The lawyer was stunned. Not knowing what else to do he pointed across the room and asked, "Mrs. Williams, do you know the defense attorney?"

She again replied, "Why, yes I do. I've known Mr. Bradley since he was a youngster, too. I used to baby-sit him for his parents. And he, too, has
been a real disappointment to me. He's lazy, bigoted, he has a drinking  problem. The man can't build a normal relationship with anyone and his law practice is one of the shoddiest in the entire state. Yes, I know him."

At this point, the judge rapped the courtroom to silence and called both counselors to the bench. In a very quiet voice, he said with menace, "If
either of you asks her if she knows me, you'll be in jail for contempt within 5 minutes!" 
(BWAAAHAHAHA - Menstralii)


     Hindu, Jew and Attorney Traveling

There is a Hindu man, a Jewish man, and an attorney traveling in a car down a back road when, all of a sudden, their car stops running. They walk down the road looking for help.

Finally, they come upon a farmhouse. By now it is pretty late so they ask the farmer if they can spend the night. He says sure,
but one of them will have to sleep in the barn. The Hindu man said he can sleep in the barn, and that it is not a problem.
Everybody goes to sleep.

Pretty soon they are awakened by a pounding on the door. It is the Hindu man. He says, "I am sorry, but I can't sleep in the barn because there are cows out there."
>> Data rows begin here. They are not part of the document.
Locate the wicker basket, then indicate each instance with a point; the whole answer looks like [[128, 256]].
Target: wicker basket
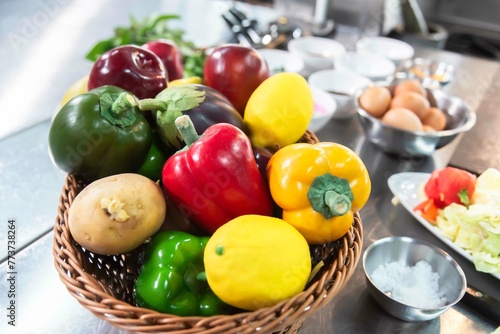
[[103, 284]]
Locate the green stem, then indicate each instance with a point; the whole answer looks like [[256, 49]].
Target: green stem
[[186, 129], [152, 104], [330, 195], [123, 103], [339, 204]]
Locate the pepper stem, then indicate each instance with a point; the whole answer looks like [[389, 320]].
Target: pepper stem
[[123, 103], [153, 104], [339, 204], [118, 109], [330, 195], [186, 129]]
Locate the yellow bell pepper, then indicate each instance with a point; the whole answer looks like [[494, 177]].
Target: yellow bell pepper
[[319, 187]]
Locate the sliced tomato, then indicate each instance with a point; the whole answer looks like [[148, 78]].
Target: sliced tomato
[[428, 210]]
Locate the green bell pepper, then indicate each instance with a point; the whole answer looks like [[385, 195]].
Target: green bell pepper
[[100, 133], [155, 159], [172, 277]]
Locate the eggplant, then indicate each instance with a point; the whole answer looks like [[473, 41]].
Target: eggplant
[[204, 105]]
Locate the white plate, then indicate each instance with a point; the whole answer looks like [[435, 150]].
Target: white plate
[[406, 187]]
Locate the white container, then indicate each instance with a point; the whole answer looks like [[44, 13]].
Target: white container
[[324, 109], [341, 85], [373, 67], [318, 53], [282, 61], [395, 50]]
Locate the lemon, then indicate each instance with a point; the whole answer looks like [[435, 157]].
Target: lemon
[[256, 261], [279, 111], [185, 81]]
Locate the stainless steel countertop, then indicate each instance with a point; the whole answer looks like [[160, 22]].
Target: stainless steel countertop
[[30, 185]]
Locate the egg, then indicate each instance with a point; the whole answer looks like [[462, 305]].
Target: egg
[[412, 101], [428, 128], [375, 100], [410, 86], [435, 118], [402, 118]]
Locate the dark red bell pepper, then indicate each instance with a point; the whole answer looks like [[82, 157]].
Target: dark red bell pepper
[[215, 178], [450, 185]]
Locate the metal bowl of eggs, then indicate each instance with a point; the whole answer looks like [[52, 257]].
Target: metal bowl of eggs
[[408, 120]]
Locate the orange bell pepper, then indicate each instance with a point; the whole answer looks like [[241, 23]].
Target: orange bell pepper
[[319, 187]]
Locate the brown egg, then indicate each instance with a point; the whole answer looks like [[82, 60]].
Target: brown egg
[[375, 100], [435, 118], [428, 128], [403, 118], [410, 86], [413, 101]]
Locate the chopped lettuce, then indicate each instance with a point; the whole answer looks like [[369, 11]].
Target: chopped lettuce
[[476, 229]]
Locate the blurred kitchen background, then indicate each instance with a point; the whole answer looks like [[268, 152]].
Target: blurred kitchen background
[[463, 26]]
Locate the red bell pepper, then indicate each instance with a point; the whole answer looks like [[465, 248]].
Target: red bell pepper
[[450, 185], [428, 210], [215, 178]]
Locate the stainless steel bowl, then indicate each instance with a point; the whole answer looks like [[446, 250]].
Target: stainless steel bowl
[[459, 119], [452, 281]]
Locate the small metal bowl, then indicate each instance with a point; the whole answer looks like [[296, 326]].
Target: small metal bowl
[[452, 281], [431, 73], [459, 119]]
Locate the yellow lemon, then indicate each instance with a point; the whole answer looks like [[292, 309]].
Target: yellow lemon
[[279, 110], [256, 261], [78, 87], [185, 81]]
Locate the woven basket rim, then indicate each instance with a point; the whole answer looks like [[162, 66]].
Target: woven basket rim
[[98, 298]]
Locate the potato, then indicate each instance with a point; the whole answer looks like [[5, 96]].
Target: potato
[[117, 213]]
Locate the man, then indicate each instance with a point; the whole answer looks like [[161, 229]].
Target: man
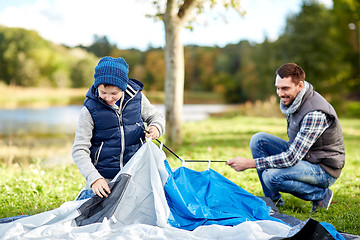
[[311, 161]]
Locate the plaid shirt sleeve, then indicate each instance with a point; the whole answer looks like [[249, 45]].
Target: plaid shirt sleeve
[[312, 126]]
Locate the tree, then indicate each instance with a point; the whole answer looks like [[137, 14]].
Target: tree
[[175, 15]]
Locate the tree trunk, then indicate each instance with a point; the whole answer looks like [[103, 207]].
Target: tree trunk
[[174, 80]]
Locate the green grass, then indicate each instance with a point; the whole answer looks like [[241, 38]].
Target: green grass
[[33, 188]]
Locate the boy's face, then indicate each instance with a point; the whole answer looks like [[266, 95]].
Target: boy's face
[[110, 94]]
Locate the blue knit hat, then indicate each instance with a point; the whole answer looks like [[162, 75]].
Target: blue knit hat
[[112, 71]]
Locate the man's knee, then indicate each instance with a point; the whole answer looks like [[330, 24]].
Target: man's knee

So the Jewish man stands up and says he can sleep in the barn, and that it is not a problem. Everybody goes back to sleep.

Once again they were awakened with pounding on the door. It's the Jewish man. He says, "I am sorry, but I can't sleep in the
barn because there are also pigs out there."

So the attorney says he'll sleep in the barn and they all go
back to sleep.

Again, there is heavy pounding on the door and when the farmer opens the door he sees the cows and the pigs.